Lily continued as if Irune didn't have a point. "His friends are horrid."
"Though you must admit that he sticks by them through thick or thin, and has been loyal to them for years," Irune pointed out. "Not many would do the same."
"He's just so arrogant!" Lily shook her head in frustration. She didn't want to be having this conversation.
"And you're stubborn. You'd make a great match."
"No, we wouldn't! Why is everyone against me in this? Why am I such a bitch for not wanting to go out with him? I never asked for this attention, and nothing I do seems to stop it. It's not my fault!"
Irune gave the question careful consideration, chewing on her bottom lip as she regarded Lily. It was more than Lily usually got—the rolling of the eyes and the snapping of a hand open and shut imitating a mouth that was talking too much and saying nothing new. As such, Lily appreciated the gesture, even if she didn't appreciate Irune's next words. "Would it really be so bad if you gave him a chance?"
Before Lily could think up a suitable retort (somehow saying "Yes" didn't seem to be enough), Irune gathered up the school books that hadn't been touched all afternoon and got up. "I'm going to the library. Kettleburn assigned three feet for Monday, and I can't do any work in the Common Room. Think about what I said. If you keep this up, pretty soon Potter is going to give up on you."
"But I want him to give up on me. I don't want him to pursue me anymore."

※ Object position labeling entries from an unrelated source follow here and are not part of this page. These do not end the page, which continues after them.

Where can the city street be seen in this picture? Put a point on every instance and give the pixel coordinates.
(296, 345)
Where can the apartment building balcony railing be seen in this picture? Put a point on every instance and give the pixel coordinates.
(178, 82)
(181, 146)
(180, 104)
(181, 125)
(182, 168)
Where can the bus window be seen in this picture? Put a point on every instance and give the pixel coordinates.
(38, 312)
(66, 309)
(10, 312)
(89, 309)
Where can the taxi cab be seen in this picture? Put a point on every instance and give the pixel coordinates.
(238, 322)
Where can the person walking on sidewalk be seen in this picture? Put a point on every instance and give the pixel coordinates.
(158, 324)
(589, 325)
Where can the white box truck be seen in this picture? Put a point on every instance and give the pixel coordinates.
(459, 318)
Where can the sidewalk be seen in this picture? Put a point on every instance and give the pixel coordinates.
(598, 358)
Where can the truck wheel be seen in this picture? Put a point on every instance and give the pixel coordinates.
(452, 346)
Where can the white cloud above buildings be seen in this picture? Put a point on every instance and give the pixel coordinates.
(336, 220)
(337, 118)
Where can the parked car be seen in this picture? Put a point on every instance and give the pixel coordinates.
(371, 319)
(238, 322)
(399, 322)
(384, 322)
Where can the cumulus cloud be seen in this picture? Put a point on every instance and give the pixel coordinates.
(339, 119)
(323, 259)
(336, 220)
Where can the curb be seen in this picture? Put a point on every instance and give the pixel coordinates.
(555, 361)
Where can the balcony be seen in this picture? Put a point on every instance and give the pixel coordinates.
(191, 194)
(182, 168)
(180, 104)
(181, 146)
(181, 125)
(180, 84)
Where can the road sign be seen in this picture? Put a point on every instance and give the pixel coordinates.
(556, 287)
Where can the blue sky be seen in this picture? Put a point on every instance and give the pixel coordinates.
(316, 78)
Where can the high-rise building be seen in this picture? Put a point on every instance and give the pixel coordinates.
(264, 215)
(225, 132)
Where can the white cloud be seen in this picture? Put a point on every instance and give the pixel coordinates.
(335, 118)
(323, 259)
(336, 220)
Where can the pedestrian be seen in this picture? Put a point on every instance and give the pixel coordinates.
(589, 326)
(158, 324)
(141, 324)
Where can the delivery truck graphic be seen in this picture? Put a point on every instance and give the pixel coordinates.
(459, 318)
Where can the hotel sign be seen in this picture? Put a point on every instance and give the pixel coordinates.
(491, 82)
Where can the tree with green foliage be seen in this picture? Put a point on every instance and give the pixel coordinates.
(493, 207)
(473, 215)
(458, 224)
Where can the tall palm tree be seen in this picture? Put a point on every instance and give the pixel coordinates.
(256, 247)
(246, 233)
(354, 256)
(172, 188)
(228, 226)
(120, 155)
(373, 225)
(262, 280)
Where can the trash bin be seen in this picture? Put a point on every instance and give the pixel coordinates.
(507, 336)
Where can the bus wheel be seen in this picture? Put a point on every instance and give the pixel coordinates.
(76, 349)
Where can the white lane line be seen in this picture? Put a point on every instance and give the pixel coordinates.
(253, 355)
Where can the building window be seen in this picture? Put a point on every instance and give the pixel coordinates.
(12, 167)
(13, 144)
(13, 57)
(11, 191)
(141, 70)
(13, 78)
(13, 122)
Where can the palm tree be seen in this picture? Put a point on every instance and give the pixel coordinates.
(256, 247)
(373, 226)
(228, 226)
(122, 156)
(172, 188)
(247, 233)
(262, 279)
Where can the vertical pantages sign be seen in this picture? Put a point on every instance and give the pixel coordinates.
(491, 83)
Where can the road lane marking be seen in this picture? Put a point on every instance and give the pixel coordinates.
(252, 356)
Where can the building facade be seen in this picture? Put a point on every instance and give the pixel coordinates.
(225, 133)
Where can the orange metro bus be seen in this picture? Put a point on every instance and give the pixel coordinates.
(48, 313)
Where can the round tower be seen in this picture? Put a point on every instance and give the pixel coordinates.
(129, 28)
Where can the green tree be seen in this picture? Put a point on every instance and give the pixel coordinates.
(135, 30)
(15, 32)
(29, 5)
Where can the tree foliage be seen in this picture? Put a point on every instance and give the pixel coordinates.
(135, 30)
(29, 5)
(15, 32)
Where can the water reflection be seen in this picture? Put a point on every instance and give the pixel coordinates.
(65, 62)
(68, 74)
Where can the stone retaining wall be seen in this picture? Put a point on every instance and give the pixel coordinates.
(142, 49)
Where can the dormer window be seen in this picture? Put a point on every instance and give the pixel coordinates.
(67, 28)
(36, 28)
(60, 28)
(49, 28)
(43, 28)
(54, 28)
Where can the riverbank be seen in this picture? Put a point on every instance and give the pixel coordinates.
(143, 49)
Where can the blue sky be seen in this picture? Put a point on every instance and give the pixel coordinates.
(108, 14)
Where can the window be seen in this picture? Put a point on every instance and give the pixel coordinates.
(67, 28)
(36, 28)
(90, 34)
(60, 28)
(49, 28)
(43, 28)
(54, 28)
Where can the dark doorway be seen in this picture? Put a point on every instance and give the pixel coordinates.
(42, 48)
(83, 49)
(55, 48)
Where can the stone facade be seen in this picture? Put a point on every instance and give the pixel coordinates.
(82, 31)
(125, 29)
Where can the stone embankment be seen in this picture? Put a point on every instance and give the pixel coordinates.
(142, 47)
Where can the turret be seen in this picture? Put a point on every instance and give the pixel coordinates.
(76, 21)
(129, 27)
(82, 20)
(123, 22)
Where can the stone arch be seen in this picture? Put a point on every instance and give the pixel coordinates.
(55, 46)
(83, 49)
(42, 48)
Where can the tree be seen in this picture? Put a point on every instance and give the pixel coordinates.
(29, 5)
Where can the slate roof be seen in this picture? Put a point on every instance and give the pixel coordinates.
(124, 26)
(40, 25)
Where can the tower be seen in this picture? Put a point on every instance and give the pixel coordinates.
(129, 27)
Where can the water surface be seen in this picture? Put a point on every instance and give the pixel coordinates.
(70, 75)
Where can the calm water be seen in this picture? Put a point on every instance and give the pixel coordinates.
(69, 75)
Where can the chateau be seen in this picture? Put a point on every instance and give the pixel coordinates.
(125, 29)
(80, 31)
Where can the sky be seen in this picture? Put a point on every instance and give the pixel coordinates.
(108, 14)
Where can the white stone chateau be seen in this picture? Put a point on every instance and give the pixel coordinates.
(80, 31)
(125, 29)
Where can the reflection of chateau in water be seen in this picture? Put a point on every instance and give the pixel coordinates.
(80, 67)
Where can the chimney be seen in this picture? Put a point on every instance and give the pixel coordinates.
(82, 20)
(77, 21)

If Irune heard Lily, she gave no indication of it, continuing on her way out the portrait hole without so much as a twitch.
Lily's words seemed oddly hollow even to her own ears.
In the next chapter:
Lily woke up suddenly, sitting up straight in bed. A random "No, professor, I said the green monkey not the blue antelope" was the only response she got to the disturbance she made, so she felt safe to ignore it.

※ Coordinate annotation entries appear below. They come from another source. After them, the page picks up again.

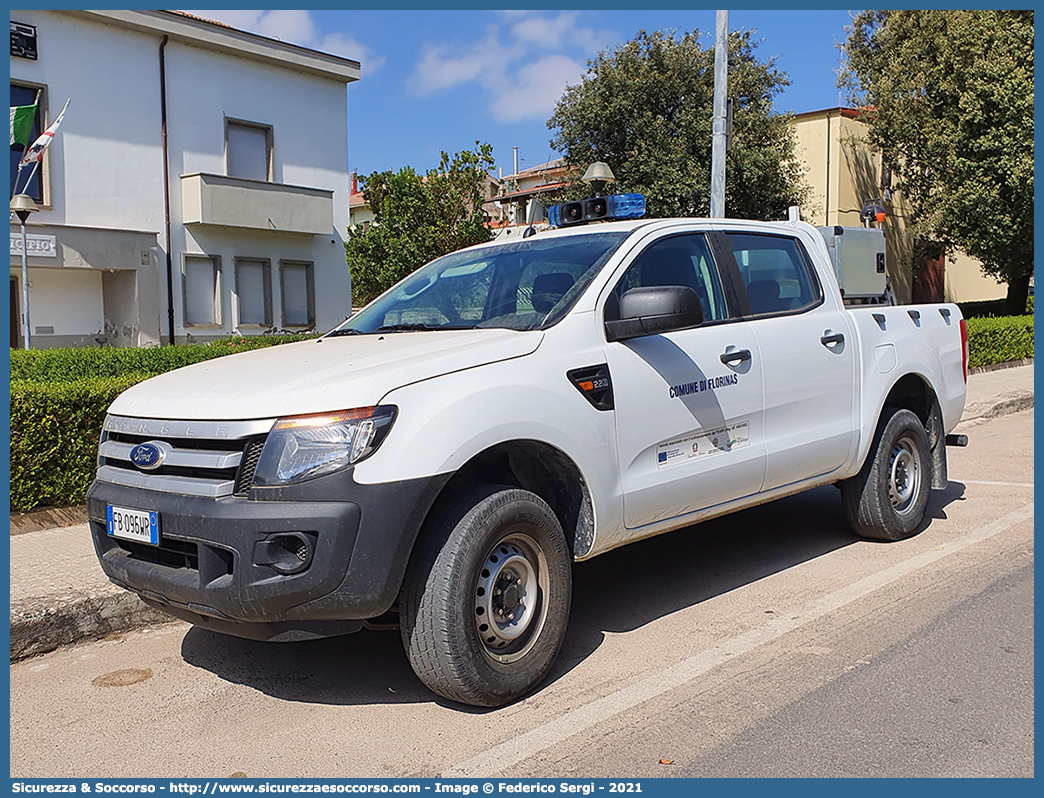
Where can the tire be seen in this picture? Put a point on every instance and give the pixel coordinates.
(887, 498)
(485, 602)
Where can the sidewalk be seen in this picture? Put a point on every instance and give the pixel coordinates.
(58, 594)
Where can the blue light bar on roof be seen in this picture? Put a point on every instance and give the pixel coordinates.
(597, 209)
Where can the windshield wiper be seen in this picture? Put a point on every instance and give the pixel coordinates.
(405, 327)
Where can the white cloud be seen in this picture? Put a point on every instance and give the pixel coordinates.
(297, 27)
(523, 63)
(349, 48)
(537, 89)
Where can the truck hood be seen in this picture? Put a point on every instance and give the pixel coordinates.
(316, 376)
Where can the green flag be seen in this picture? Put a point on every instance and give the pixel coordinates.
(22, 118)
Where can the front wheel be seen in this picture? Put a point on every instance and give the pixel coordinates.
(887, 498)
(485, 604)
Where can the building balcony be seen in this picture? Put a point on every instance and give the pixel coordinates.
(219, 201)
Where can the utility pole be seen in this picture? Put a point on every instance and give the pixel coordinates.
(22, 206)
(718, 140)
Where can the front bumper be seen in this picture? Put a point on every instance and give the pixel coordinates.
(211, 568)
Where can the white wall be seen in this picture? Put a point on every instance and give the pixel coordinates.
(105, 165)
(105, 161)
(309, 120)
(69, 300)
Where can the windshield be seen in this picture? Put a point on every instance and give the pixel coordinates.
(523, 285)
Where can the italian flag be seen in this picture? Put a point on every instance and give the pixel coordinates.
(21, 123)
(34, 154)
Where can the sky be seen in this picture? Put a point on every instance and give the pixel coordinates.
(436, 80)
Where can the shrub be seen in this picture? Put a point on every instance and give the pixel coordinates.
(54, 430)
(990, 308)
(999, 339)
(65, 365)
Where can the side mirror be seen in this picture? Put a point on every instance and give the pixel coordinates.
(656, 309)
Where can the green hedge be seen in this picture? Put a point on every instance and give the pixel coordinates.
(990, 308)
(58, 398)
(66, 365)
(54, 430)
(1000, 339)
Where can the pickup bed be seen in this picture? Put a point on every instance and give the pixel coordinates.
(443, 458)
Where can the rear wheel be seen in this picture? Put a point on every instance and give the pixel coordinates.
(887, 498)
(487, 601)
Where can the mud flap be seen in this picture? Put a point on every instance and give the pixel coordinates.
(936, 442)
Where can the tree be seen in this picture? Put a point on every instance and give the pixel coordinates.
(418, 218)
(950, 99)
(646, 110)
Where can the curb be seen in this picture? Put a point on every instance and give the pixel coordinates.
(38, 626)
(1002, 405)
(47, 518)
(41, 625)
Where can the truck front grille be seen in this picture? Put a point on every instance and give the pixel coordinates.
(197, 459)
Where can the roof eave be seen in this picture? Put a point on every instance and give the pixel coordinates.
(199, 32)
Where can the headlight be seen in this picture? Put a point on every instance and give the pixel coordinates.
(302, 447)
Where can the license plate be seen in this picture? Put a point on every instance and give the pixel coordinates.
(140, 525)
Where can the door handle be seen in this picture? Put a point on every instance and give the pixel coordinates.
(740, 355)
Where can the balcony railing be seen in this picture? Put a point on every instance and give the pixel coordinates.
(221, 201)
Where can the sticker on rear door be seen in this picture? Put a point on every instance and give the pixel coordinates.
(703, 444)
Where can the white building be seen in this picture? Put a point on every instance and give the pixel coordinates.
(252, 134)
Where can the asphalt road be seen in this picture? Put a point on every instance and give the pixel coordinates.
(765, 643)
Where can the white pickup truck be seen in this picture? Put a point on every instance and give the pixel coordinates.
(447, 453)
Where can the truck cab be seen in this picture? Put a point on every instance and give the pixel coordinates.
(446, 454)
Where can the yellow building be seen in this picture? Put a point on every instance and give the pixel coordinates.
(844, 172)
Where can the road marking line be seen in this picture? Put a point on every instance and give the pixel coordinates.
(503, 755)
(1003, 485)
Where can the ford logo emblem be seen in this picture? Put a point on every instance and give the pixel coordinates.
(148, 456)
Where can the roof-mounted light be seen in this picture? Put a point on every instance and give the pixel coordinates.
(610, 208)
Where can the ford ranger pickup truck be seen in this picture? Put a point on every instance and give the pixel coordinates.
(444, 456)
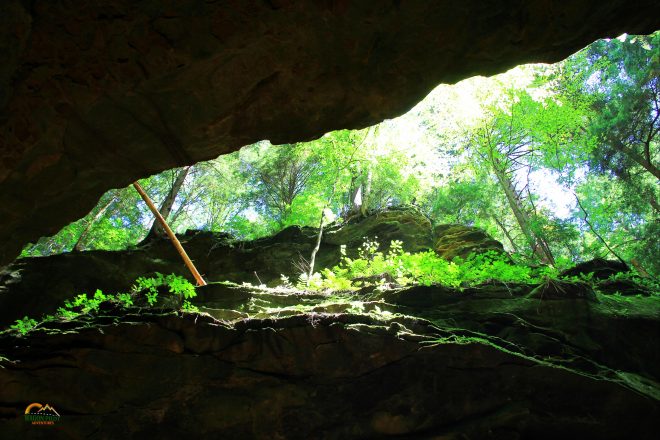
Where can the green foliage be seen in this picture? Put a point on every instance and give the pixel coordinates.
(492, 153)
(82, 304)
(176, 284)
(424, 268)
(24, 325)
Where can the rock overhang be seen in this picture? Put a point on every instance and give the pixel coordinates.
(94, 95)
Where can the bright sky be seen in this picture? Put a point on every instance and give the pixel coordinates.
(459, 106)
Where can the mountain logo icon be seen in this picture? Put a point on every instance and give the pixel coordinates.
(38, 414)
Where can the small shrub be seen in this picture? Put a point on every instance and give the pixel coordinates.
(24, 325)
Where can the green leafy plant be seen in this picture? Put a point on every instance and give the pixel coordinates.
(425, 268)
(82, 304)
(176, 284)
(24, 325)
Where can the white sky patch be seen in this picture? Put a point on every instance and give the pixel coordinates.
(554, 196)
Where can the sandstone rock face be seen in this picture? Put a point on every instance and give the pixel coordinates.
(301, 377)
(94, 94)
(39, 285)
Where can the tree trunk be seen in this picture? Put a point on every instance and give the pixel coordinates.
(540, 248)
(165, 209)
(506, 233)
(175, 241)
(366, 193)
(586, 220)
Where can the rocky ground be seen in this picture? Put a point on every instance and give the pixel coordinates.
(555, 360)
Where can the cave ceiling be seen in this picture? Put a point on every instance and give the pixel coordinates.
(95, 94)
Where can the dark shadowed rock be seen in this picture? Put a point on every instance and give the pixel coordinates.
(40, 285)
(599, 267)
(306, 376)
(95, 94)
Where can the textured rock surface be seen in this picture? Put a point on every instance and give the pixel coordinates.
(94, 94)
(301, 377)
(39, 285)
(452, 241)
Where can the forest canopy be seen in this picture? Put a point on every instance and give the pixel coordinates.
(558, 162)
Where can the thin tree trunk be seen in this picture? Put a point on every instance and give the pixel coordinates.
(319, 236)
(78, 247)
(506, 233)
(586, 220)
(166, 207)
(539, 248)
(175, 241)
(366, 192)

"I'm in love with James Potter," Lily marvelled.
It was difficult to say how Lily had come to that conclusion from her dream, which involved McGonagall scolding her for not properly conjugating her Latin in order to understand the theory behind the magical properties of the number three (for McGonagall was the Arithmancy professor in this dream, never mind that Arithmancy did not use spells nor did Lily actually take Arithmancy, which her conscious self suspected hadmore to it than the magical properties of the numbers three, seven and otherwise) until she and James were awashed in an eerie green light that ultimately woke her up. But not necessary to explain since she fell back to sleep immediately and remembered nothing of it—the dream or the declaration—when morning came.